Nonetheless, it is amusing to track popular misconception about this alleged syndrome. The NY Times reports on new technology:
She has been working for more than two decades to translate emotions into 1’s and 0’s, the language of machines. One early project, with a collaborator, Rana el Kaliouby, was to design glasses for people with Asperger syndrome, a mild variant of autism, that warned them when they were boring someone. People with Asperger’s often fixate on particular topics and find it hard to read the social cues, like yawning, fidgeting and looking away, that indicate the listener is bored.I have a simpler idea -- just make a small box with a button on it, and a label that says, "Press button when bored."
The prototype included a tiny traffic light, visible only to the wearer, that flashed yellow when the conversation was starting to drag and red when facial cues suggested the listener had completely tuned out.
When Adam is talking to Beth, and Beth has difficulty communicating her boredom to Adam, why would anyone conclude that Adam is the one with the disorder? This shows how shrinks are profoundly bigoted against certain cognitive styles. I say that Beth is the one with the disorder if she is unable to express herself to Adam.

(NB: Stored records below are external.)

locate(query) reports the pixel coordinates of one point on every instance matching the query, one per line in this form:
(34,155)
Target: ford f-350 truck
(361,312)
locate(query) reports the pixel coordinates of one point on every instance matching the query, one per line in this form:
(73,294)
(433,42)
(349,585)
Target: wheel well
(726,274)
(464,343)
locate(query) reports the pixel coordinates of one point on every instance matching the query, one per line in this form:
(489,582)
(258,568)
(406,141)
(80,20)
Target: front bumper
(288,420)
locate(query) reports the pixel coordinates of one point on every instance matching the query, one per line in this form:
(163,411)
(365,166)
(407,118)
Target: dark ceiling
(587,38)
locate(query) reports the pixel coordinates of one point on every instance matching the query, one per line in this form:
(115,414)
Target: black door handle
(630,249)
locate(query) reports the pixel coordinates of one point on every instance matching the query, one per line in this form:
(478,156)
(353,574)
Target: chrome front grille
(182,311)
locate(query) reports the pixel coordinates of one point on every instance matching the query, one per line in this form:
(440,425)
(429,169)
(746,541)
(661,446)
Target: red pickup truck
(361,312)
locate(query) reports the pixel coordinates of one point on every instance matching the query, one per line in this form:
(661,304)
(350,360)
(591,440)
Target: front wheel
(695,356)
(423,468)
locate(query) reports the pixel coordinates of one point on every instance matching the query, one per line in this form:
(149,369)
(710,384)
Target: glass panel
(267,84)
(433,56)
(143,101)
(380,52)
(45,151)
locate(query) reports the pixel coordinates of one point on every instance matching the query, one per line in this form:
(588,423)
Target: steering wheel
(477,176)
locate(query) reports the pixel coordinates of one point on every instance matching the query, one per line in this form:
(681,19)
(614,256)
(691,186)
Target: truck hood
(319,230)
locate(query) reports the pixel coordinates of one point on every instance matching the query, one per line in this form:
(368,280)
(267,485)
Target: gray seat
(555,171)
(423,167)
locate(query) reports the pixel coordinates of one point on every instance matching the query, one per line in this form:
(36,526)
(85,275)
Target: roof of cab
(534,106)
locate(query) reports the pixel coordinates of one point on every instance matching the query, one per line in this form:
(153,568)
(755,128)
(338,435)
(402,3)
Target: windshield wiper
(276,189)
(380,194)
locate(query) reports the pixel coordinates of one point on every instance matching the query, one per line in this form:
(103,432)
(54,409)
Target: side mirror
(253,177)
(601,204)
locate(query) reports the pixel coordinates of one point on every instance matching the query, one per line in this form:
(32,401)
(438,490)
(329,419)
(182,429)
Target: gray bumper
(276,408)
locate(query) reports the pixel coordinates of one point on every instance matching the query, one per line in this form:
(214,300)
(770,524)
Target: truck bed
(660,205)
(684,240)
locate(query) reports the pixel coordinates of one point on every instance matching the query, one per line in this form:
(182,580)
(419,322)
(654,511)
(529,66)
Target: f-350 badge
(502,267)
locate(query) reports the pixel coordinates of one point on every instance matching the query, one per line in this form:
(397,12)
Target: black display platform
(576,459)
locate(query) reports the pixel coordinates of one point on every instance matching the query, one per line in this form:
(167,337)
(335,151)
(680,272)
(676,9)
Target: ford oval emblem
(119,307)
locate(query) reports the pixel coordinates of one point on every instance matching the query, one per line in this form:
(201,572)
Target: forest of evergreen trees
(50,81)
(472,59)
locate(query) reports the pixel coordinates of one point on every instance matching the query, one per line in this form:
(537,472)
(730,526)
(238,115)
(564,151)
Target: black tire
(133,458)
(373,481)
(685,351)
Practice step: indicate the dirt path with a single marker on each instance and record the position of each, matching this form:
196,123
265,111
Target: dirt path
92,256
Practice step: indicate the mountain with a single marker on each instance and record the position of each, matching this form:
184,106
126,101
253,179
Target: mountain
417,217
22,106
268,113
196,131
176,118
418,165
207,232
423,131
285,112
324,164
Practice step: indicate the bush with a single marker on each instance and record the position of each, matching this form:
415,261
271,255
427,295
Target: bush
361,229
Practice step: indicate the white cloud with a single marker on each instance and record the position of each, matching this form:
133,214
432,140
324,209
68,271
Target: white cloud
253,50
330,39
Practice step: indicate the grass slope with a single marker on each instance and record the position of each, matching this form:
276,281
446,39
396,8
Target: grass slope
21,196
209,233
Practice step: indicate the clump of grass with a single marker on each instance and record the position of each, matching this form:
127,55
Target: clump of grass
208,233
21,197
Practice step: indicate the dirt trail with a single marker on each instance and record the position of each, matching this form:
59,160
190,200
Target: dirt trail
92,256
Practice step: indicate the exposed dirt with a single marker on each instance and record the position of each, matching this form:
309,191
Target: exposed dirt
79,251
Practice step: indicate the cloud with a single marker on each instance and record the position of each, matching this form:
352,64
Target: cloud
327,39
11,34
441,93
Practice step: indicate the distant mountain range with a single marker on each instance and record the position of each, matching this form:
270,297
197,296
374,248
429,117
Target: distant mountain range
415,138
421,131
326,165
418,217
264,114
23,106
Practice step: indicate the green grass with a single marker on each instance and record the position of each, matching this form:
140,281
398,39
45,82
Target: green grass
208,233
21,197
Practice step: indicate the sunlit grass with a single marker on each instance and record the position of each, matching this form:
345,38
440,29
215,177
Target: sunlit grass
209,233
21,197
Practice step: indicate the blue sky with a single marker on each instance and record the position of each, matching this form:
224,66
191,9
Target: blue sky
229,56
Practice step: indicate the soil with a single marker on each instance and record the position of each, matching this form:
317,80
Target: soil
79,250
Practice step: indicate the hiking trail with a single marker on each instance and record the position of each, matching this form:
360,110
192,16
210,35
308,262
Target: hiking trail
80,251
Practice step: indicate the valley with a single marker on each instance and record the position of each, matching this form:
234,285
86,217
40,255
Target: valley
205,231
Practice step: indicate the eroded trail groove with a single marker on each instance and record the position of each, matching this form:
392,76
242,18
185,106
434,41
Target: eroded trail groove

Of course I like this blog because I can babble on with my opinionated rants, and my bored readers cannot interrupt me. If you think that means that I have a disorder, go ahead and say so in the comments, where I can ignore you.
If those ridiculous Asperger glasses ever reach the market, some judge will probably order me to wear them on supervised visits to my kids. My last supervisor did not allow me to talk math to my kids, even when one kid wanted to talk about math. I always taught my kids to tell me when they want to change the subject. They would never rely on boorish behavior "like yawning, fidgeting and looking away". Not to me, anyway. But maybe I am an emotional abuser for teaching them that.